Mortality varies with the clinical category. The ordinary type carries a mortality from multiorgan failure and hypotension of around 20%, with the flat and hemorrhagic types carrying a higher mortality and the modified and sine eruptione types carrying a much lower mortality. Complications include secondary bacterial skin infections and pneumonia, along with encephalitis, orchitis, and extensive scarring of the skin and corneas.
Infection Control
Spread is through contact with infected lesions or respiratory secretions and thus full PPE, including respiratory protection, gown, gloves, and face shield, is required. CDC guidelines recommend airborne isolation with use of an N95 particulate respirator or a powered air-purifying respirator for respiratory protection, and all health care workers involved in care of a smallpox patient must be vaccinated against smallpox (see Table 40-8 ). If smallpox is suspected, public health officials must be contacted immediately.
Plague
General
Yersinia pestis is the etiologic agent of plague and has caused multiple pandemics, despite being a recently evolved pathogen. Plague is a zoonosis, primarily affecting rodents; humans and other animals (especially domestic cats) are accidental hosts. The natural ecosystem of Y. pestis depends largely on the flea-rodent interaction, with seasonal variation based on environmental conditions that favor large rodent populations. Infected fleas bite their rodent hosts, inoculating the rodent. Mortality in these animals is lower than in nonrodent mammals, and disease is passed from infected rodent to flea and the life cycle continues. Y. pestis is transmitted to humans by bites from rodent-infected fleas, scratches or bites from infected animals, exposure to infected humans, or bioterrorism. Bites by infected fleas are the most common mode of transmission; squirrels, rabbits, domestic and wild cats, and prairie dogs are the most common sources of infected fleas. Large rodent or other animal die-offs, particularly in more susceptible species, may herald a large epidemic in nature. Plague is found worldwide; in the United States endemic disease is concentrated in the western states; most likely because of introduction of Y. pestis– infected rats through the ports of San Francisco, Los Angeles, and Seattle in the late 19th century.
Clinical Presentation
Three clinical syndromes are associated with plague: bubonic plague (80% to 90% of cases), septicemic plague (10% of cases), and pneumonic plague (very rare). After an incubation period of 2 to 7 days, symptoms usually arise, which differ depending on the clinical syndrome. The incubation period is prolonged and asymptomatic, due to multiple mechanisms used by Y. pestis to minimize early innate immune responses and inflammation, including specific inhibition of inflammasome activation.
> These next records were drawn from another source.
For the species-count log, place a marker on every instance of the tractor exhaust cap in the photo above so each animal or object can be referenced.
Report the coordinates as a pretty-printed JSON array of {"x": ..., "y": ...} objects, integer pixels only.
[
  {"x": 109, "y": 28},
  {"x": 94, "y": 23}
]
In bubonic plague, a sudden onset of fevers, chills, and headache is followed by pain and swelling in the regional lymph nodes proximal to the site of the bite or scratch. This lymph node (bubo) is characterized by intense tenderness with erythema and edema but without fluctuation ( Fig. 40-4 ). Without treatment, disease disseminates, leading to pneumonia, meningitis, sepsis, and multiorgan failure. The development of secondary plague pneumonia is important to detect, because such patients are highly contagious.